Tiffany & Co (TIF) will report their fiscal Q4 results tomorrow before the open. The options market is implying about a 5% move in either direction or about $5. The average one-day post-earnings move over the last four quarters has been about 4.25%.
Shares of TIF are down about 2% on the year, and down about 8.5% from its 52-week and all-time highs made in late January. The one year chart below remains fairly constructive, with the recent consolidation holding the uptrend that has been in place, while the late December breakout near $98 should serve as healthy technical support:
Backing the chart out a bit and the rejection at the recent highs makes a fairly massive double top, but also highlights how important near-term support is in the mid to high $90s as a break below would put the stock below the steep uptrend that has been in place since mid-2016:
I don’t have a strong opinion on the stock be fair. Trading at 22.5x expected fiscal 2019 eps growth of 10% on 5% sales growth, very near a ten year high:
Wall Street analysts are fairly mixed ion the stock with 16 Buy ratings, 13 Holds and No Sells, with an average 12-month price target of about $111, back near the prior highs.
So what’s the trade?
If the company were to miss and guide lower the stock would likely be down in line with the implied move of about 5%. But here is the thing, options prices are not cheap for those looking to play on a directional basis. For instance targeting $95 near term, with the stock at $101.50 the April 100 / 95 put spread is 1.70, or about one-third of the width of the spread and doesn’t break-even until the stock is 98.70, down about 3%, allowing for profits of about 3.6% of the current stock price. Not a fantastic risk-reward.
So how about a put fly?
Trade Idea: TIF ($101.50) buy the April 100 / 95 / 90 put butterfly for 90 cents
-Buy 1 April 100 put for $3
-Sell 2 April 95 puts at 1.30 each or 2.60 total
-Buy 1 April 90 put for 50 cents
Break-even on April expiration:
Profits of up to 4.10 between 99.10 and 90.90 with max gain of 4.10 at 95
Losses of up to 90 cents between 90 and 90.90 & between 99.10 and 100 with max loss of 90 below 90 and above 100
On the flip side, if I were inclined to play for a move back to the prior highs just above $110, I might consider the April 100 / 110 call spread for 3.50 vs 101.50. This call spread is already 1.50 in the money, breaks-even up 2% and the in the money nature of the spread should mitigate the expected vol crush post results. Obviously, a call butterfly would work here, but the $5 wide strikes make it a tad difficult unless you are going to use weeklies.

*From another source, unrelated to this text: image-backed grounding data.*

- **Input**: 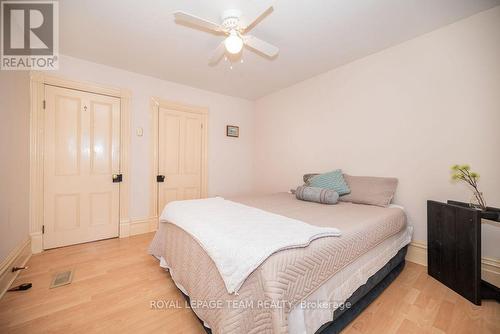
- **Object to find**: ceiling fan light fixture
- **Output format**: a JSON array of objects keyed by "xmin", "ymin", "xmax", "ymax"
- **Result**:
[
  {"xmin": 173, "ymin": 6, "xmax": 279, "ymax": 64},
  {"xmin": 224, "ymin": 30, "xmax": 243, "ymax": 54}
]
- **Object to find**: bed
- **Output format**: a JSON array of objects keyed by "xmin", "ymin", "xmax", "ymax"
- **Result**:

And the problem with weeklies, regular readers will know recognize this disclaimer for long premium directional trades into events, you need to get a lot of things right to just break-even. First and foremost direction, then timing and magnitude of the move.
If you thought the stock could rally 5% tomorrow post results, vs 101.50, the March 16th weekly 102 / 107 call spread is offered at about 1.70. Not a great risk-reward, risk 1.70 to maybe make 3.30.